In questa polveriera, Onu e Unione Europea, in pratica l’Occidente, si rivelano ancora una volta sparsi in una nebulosa di distinguo e posizioni diverse, l’Onu come sempre impotente (e fino a quando varrà il diritto di veto dei cinque membri permanenti non si potrà mai arrivare non già ad un’azione concreta, ma anche solo ad una risoluzione di pace), e l’Europa attendista e sfumata, forse concorde solo nel dire che è vicina al popolo israeliano ma che bisogna salvaguardare le vite palestinesi. Un’equazione disarmante tanto quanto impossibile.

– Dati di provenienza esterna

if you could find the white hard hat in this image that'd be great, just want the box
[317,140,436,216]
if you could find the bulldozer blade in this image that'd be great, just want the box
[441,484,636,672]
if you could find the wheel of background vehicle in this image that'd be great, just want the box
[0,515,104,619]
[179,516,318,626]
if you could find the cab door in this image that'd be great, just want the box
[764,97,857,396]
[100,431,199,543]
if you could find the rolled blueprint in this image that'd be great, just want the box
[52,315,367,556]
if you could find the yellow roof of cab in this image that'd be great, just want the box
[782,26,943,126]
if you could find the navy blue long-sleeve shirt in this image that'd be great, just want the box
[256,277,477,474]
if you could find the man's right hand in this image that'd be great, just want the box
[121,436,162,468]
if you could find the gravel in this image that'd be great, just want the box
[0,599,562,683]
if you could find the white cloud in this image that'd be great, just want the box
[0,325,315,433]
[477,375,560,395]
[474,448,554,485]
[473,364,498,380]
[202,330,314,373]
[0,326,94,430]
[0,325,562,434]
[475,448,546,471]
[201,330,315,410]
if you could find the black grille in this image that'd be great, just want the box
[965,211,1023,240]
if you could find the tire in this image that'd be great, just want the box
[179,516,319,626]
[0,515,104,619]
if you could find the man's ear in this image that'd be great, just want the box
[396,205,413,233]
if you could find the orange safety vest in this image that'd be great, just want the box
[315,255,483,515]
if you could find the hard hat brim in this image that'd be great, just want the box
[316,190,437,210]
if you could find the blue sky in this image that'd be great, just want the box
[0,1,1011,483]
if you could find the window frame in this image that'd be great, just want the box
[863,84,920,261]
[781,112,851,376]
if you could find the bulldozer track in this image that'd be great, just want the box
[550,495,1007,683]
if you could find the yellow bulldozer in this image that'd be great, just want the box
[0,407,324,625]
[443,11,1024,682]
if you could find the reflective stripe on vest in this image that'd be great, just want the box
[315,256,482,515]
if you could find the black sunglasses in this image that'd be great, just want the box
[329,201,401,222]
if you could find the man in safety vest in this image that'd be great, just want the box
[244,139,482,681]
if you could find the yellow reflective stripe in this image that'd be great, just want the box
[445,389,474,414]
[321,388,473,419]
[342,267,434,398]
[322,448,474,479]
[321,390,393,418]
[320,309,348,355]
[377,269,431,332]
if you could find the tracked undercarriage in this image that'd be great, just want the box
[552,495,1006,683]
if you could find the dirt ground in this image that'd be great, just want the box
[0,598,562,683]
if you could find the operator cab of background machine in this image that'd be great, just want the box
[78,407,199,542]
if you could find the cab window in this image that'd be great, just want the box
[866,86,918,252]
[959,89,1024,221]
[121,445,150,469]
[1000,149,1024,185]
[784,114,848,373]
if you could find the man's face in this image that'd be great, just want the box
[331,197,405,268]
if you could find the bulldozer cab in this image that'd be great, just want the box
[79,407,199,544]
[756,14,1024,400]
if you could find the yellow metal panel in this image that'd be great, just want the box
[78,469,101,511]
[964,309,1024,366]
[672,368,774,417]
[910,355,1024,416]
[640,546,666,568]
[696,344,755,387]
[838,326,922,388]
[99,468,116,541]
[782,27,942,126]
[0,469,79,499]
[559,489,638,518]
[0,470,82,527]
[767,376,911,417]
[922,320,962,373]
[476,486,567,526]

In realtà, le vite palestinesi andrebbero salvate soprattutto dagli stessi palestinesi, che potrebbero finalmente rivoltarsi contro chi agisce non per il loro bene, ma solo per praticare la loro ragione sociale, cioè distruggere Israele. È bene ricordare che Hamas governa la Striscia dopo il golpe militare contro l’Autorità Nazionale Palestinese e la guerra civile che ne è scaturita, nel 2006.

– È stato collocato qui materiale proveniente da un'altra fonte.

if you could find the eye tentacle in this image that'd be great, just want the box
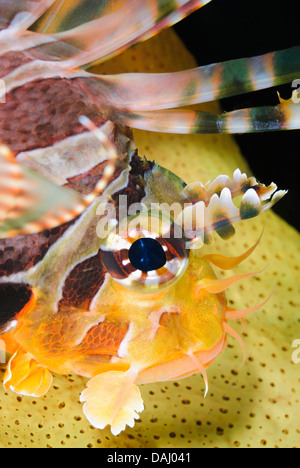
[202,231,263,270]
[195,269,265,296]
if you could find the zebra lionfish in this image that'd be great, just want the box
[0,1,294,435]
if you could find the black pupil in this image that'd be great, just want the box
[129,238,167,272]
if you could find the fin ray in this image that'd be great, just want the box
[50,0,212,67]
[83,46,300,111]
[29,1,212,67]
[0,0,56,32]
[0,127,118,237]
[103,98,300,134]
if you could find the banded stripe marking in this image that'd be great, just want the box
[249,52,275,92]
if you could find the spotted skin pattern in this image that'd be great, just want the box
[0,221,73,276]
[0,0,293,435]
[0,76,107,153]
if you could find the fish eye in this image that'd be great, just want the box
[129,237,167,272]
[99,209,189,292]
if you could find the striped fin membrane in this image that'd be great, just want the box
[0,0,56,32]
[86,46,300,111]
[0,0,213,68]
[176,169,287,243]
[34,0,212,67]
[33,0,122,32]
[0,120,118,238]
[0,1,299,134]
[99,97,300,135]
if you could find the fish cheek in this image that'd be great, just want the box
[189,311,224,352]
[161,274,225,354]
[125,319,178,370]
[197,291,226,342]
[173,303,224,354]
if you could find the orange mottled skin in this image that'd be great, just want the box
[3,255,226,380]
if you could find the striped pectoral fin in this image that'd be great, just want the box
[106,96,300,135]
[34,0,212,68]
[3,347,52,397]
[88,46,300,113]
[0,130,118,237]
[34,0,124,33]
[219,98,300,134]
[0,0,56,32]
[0,143,82,237]
[80,368,144,435]
[104,107,221,135]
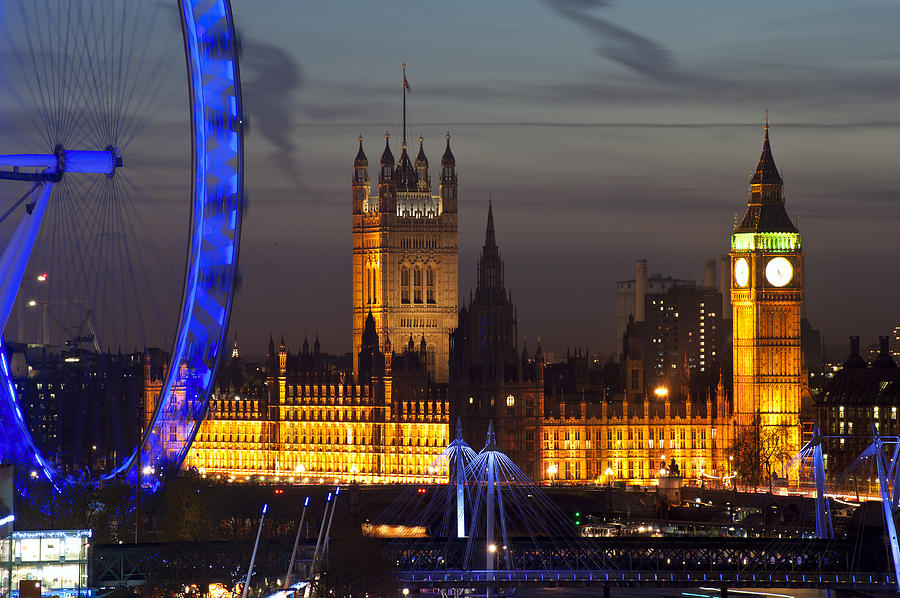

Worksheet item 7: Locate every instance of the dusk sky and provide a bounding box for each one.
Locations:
[230,0,899,357]
[1,1,899,358]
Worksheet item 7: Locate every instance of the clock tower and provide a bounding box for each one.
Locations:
[730,122,803,477]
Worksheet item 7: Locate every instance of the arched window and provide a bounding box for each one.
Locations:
[413,265,422,303]
[400,265,410,304]
[426,266,435,303]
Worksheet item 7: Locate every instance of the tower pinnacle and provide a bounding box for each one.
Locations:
[485,200,496,249]
[750,117,782,186]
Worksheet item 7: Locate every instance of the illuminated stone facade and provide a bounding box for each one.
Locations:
[352,134,458,383]
[537,335,731,485]
[185,322,450,484]
[729,125,804,472]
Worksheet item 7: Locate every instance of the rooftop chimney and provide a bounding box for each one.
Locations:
[635,259,648,322]
[704,259,716,289]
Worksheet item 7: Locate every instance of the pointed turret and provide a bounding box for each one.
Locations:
[353,136,370,214]
[362,311,379,350]
[355,135,368,166]
[379,132,396,214]
[442,133,455,167]
[415,136,428,169]
[358,311,384,381]
[414,135,431,192]
[439,133,457,213]
[380,133,394,173]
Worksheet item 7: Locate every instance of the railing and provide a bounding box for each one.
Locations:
[397,569,893,589]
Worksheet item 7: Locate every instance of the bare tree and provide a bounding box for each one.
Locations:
[732,413,794,491]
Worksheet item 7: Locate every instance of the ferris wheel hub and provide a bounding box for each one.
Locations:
[0,147,122,183]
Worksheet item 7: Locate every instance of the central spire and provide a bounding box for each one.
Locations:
[477,201,504,292]
[485,200,496,248]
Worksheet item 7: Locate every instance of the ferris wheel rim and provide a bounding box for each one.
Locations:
[0,0,244,492]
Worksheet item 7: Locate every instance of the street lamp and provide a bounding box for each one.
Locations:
[654,386,668,398]
[547,464,558,485]
[605,467,614,487]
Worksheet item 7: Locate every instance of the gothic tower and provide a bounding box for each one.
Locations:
[449,203,543,480]
[352,121,458,382]
[729,122,803,475]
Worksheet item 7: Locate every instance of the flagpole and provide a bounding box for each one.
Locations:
[402,62,407,147]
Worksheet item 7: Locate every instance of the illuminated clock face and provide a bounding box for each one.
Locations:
[734,258,749,287]
[765,257,793,287]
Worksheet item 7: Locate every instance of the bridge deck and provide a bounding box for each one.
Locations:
[398,569,893,591]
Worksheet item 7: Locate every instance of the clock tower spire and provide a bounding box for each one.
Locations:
[730,121,803,484]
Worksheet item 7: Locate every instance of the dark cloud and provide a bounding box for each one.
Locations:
[240,39,305,186]
[545,0,695,85]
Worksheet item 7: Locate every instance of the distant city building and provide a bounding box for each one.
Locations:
[817,336,899,489]
[352,131,459,383]
[615,260,695,347]
[642,284,722,389]
[729,123,804,477]
[8,343,147,475]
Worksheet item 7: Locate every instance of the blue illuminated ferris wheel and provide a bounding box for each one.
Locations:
[0,0,244,490]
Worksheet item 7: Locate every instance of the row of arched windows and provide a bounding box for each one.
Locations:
[401,264,436,304]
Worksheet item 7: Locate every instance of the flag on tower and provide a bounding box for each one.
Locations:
[404,73,411,92]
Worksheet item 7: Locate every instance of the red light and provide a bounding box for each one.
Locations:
[274,489,283,495]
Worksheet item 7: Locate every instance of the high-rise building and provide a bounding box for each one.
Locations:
[615,261,695,347]
[729,123,804,475]
[352,131,459,383]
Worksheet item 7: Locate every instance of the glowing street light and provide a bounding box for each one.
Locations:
[488,543,497,553]
[27,299,37,307]
[547,463,558,484]
[654,386,669,398]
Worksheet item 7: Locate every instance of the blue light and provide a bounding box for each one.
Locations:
[0,0,243,493]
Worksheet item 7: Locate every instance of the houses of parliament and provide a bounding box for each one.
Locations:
[180,119,805,487]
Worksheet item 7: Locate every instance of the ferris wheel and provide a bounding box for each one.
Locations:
[0,0,244,490]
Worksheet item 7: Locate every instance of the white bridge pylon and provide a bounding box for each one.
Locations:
[0,149,120,335]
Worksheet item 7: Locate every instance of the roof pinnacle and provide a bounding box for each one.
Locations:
[485,199,496,249]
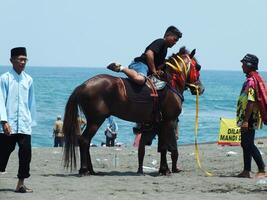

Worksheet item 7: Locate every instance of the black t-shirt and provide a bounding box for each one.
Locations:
[134,38,167,69]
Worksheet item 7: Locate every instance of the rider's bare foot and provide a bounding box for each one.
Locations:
[107,63,121,72]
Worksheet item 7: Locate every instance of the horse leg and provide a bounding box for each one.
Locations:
[137,143,145,174]
[158,120,178,175]
[86,138,95,175]
[171,150,181,173]
[159,150,171,175]
[78,133,90,175]
[78,122,103,175]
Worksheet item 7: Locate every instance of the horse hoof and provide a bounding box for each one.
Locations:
[89,170,96,175]
[78,172,90,177]
[137,170,145,176]
[159,168,171,176]
[79,169,90,176]
[172,168,182,173]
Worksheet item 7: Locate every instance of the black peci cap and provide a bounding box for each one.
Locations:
[11,47,27,57]
[241,53,258,70]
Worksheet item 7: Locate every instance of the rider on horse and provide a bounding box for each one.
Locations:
[107,25,182,85]
[107,26,183,174]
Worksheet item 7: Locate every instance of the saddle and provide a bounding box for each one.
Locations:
[147,75,167,90]
[120,76,167,122]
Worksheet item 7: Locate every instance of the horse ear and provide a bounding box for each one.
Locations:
[179,46,186,55]
[190,49,196,58]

La sbandierata “causa palestinese”, dunque, è stata interpretata da Hamas (leggi Iran) solo come causa anti-Israele, alimentando costantemente scontri e tensioni proprio per tenere viva la mission. Anche i (timidi) tentativi di reazione del popolo di Gaza (nel 2019 con il movimento “Vogliamo vivere!”, e adesso con il lancio della campagna “Hanno sequestrato Gaza”) sono stati subito soffocati da Hamas, che ha accusato un’orchestrazione del nemico.
A questo punto, ipotizzando un prossimo futuro, molti parlano del trasloco dei palestinesi di Gaza in altra regione, e indicano il Sinai. Dimenticando che tre quarti del territorio della penisola asiatica egiziana sono inospitali e desertici, e che il rimanente ospita a sud gli insediamenti turistici affacciati sul Mar Rosso, che garantiscono una buona parte delle entrate in valute forti dello Stato, e a nord, sul Mediterraneo, da Suez a Al Arish, è già sensibilmente abitato. Facile comprendere la riottosità di al-Sisi ad aprire il varco di Rafah, creato nel 1979 sulla base del trattato di pace tra Israele ed Egitto. Meno giustificabile il tira e molla sul via libera ai convogli umanitari. Sembra che l’Egitto voglia evitare passaggi di persone e tema che se si faranno entrare convogli a Gaza l’aviazione israeliana potrebbe bombardarli. In ogni caso al-Sisi ha ribadito che l’afflusso di migliaia di profughi palestinesi in Egitto sarebbe una minaccia per la pace nell’intera regione.
Il destino dei palestinesi, dunque, resta quanto mai incerto: l’unica possibilità sembrerebbe un compromesso che veda i due milioni di Gaza trasferirsi nella West Bank, e i coloni di Cisgiordania abbandonare quelle terre definitivamente. Nascerebbero così le due nazioni che più volte sono state invocare per una (con)vivenza in quella che per entrambi i popoli è la terra molto promessa, ma spesso non mantenuta.